The attack started Saturday, and security experts have credited it with knocking the U.S. Federal Trade Commission’s (FTC’s) Web site offline for parts of Monday and Tuesday. Several other government Web sites have also been targeted, including the U.S. Department of Transportation (DOT).
On Saturday and Sunday the attack was consuming 20 to 40 gigabytes of bandwidth per second, about 10 times the rate of a typical distributed denial of service (DDoS) attack, one security expert said after being briefed by the U.S. Computer Emergency Readiness Team [US-CERT] on Tuesday.
By Tuesday it was averaging about 1.2 gibabytes per second, he said.
Security experts estimate the size of the botnet at somewhere between 30,000 and 60,000 computers.

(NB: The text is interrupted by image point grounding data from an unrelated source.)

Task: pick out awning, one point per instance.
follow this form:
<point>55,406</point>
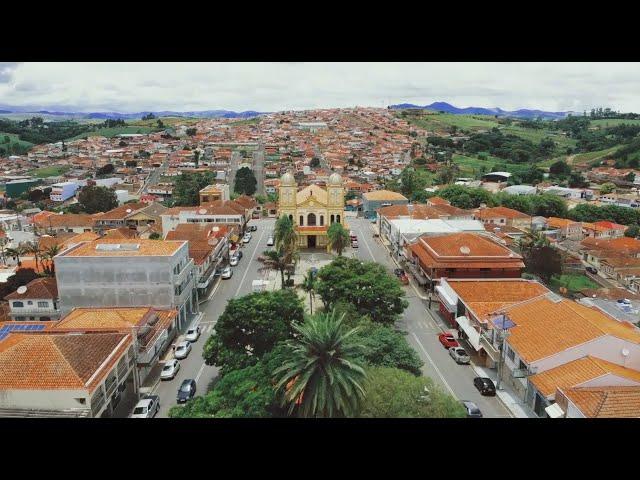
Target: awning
<point>554,411</point>
<point>473,336</point>
<point>449,302</point>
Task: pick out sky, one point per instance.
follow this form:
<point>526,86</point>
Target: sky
<point>267,87</point>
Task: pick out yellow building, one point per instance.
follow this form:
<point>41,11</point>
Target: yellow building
<point>312,209</point>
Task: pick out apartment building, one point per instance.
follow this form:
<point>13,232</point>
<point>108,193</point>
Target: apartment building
<point>129,273</point>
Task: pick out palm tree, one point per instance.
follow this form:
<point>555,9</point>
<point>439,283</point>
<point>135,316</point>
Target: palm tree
<point>320,377</point>
<point>338,238</point>
<point>15,253</point>
<point>33,248</point>
<point>275,260</point>
<point>309,286</point>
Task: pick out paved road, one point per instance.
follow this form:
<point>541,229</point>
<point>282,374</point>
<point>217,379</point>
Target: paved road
<point>238,285</point>
<point>423,327</point>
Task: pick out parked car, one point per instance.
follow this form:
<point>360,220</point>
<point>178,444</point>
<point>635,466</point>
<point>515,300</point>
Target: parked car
<point>459,355</point>
<point>187,390</point>
<point>227,273</point>
<point>182,350</point>
<point>192,334</point>
<point>472,409</point>
<point>170,369</point>
<point>485,386</point>
<point>147,407</point>
<point>448,340</point>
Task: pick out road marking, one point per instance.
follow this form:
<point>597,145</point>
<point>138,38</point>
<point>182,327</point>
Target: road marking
<point>433,364</point>
<point>249,263</point>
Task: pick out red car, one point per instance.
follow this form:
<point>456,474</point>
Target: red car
<point>447,340</point>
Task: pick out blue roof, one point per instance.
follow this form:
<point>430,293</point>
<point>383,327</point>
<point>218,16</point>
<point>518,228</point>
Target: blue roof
<point>5,330</point>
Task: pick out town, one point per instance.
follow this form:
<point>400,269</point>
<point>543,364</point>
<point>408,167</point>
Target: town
<point>181,267</point>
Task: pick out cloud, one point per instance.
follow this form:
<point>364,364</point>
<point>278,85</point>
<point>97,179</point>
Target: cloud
<point>130,87</point>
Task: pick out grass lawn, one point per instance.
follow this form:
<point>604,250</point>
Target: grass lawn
<point>612,122</point>
<point>572,282</point>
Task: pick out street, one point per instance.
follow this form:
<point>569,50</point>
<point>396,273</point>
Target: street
<point>238,285</point>
<point>421,325</point>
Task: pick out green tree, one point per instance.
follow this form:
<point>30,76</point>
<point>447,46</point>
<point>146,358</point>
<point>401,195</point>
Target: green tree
<point>251,326</point>
<point>320,376</point>
<point>633,231</point>
<point>393,393</point>
<point>245,181</point>
<point>245,393</point>
<point>338,237</point>
<point>309,286</point>
<point>366,285</point>
<point>94,199</point>
<point>606,188</point>
<point>383,346</point>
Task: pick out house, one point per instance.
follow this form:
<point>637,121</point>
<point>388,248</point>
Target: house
<point>376,199</point>
<point>503,216</point>
<point>462,255</point>
<point>64,374</point>
<point>603,229</point>
<point>155,329</point>
<point>133,273</point>
<point>137,216</point>
<point>36,301</point>
<point>568,229</point>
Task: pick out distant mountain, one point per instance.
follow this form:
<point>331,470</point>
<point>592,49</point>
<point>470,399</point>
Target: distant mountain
<point>448,108</point>
<point>62,112</point>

The U.S. Department of the Treasury confirmed that the Treasury’s Web site had been hit with a denial-of-service attack. The FTC could not say what caused the outage at that agency’s Web site. It is also unusual to see relatively low-profile government Web sites being hit.
Other targets have included banking Web sites in Korea, U.S. Bancorp, the U.S. Secret Service, the U.S. Department of Homeland Security, the U.S. Department of State, the White House, the U.S. Department of Defense, the New York Stock Exchange, the Nasdaq and the Washington Post, according to security researchers studying the incident.